I wish there was a magic button I could push that would fix everything. I wish there was someone who could say the magic words and it would be all better. I wish there was anything that could fix this but time.
Mommy to 2 angels
Liam @12wks 2days
Alana @ 9wks 2days
I wish there was something I could say that would take the pain away for you, but I know there isn't. I'm so sorry that you have to go through all of this. It brought tears to my eyes when you mentioned DSO putting his hands on your tummy and what you feel because the same thing happens here. It always catches me off guard a bit and I tense up, then he knows what I was thinking whether he already had been or not. And the running away, I feel that way sometimes too. Especially on days when it's pretty outside and I can see myself hiking up the mountain and just staying there, sitting, surrounded by Aspens and a breeze. You're in my thoughts, PM me if you need anything.

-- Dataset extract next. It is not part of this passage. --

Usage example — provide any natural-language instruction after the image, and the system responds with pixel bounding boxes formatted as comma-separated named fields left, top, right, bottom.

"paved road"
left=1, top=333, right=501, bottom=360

I am so very sorry for your grief. There are no "magic words" that I can give you. I truly wish there were. Deployment sucks. I know first hand as I am active duty Navy. I can only say that you really need to ease up on yourself. You are entitled to feel the way that you do. You have lost more than one child and the latest loss was only a month ago. I have good days and then I have days as you have described and it has been just over three months for me. Time is the only healer that I know of. I cannot imagine trying to deal with this kind of pain and adding a deployment to the mix. I wish you peace, strength, and serenity. shelly
I am so sorry for your loss. There isn't a magic pill or button to make you feel better. You just have to take it one day at a time. I know that is easier said than done. I miscarried in June and I still have those horrible days...they do become fewer in between. You will always miss your little one and wonder what they would be like. I wish I could make all the pain for all of us just go away and give us healthy pregnancies and our angels but I can't and neither can you. You must take care of yourself physically and emotionally.
You can always come here to vent and talk. I know the words I am saying don't really help but please know you are not alone. We are here for you.
I am so sorry. ((((HUGS))))
I pray that we will all have peace and happiness someday soon.
I am so sorry for your losses. I can't imagine the additional strain put on it by having your DSO deployed. Not only do you have the grief of yourchildren but he is not here to support you and like you said you need to be optimistic for him.
Please com here whenever you need to and feel free to PM me if you need to talk. We will all do what we can to support you so that you can stay positive for DSO. My thoughts and prayers are with both of you.
Hi I am sorry for your losses and yur love one deploying. I have loss three pregnancies in the last year and a half so I know how hard it can be. The wishful hopeful thinking. I have a couple of questions have you talked to someone about your feelings about the losses? It has helped me and I never knew I was suppressing these feelings deep down inside me. My second question is do you have a pet or thinking about getting a pet? I have two cats a girl named Annaliese and a boy cat named Snickers. They mean the world to me, and when my husband deploys or is at work they can give me a lot of company and they love showing tons of affection. My husband deploys in January till May and I am thankfull I have them with me at home. I want to wish you all the best in TTC when he gets back and maybe we can be on the same birth board together.
I am sorry that you are going through all of this, especially with DSO leaving on deployment. Maybe having this time apart you can use to heal and get ready to TTC (if that's what you want). And I agree with Militarybaby about having pets--we have a cat and the 3 dogs and they are wonderful companions. I hope one day you will have a baby in your arms!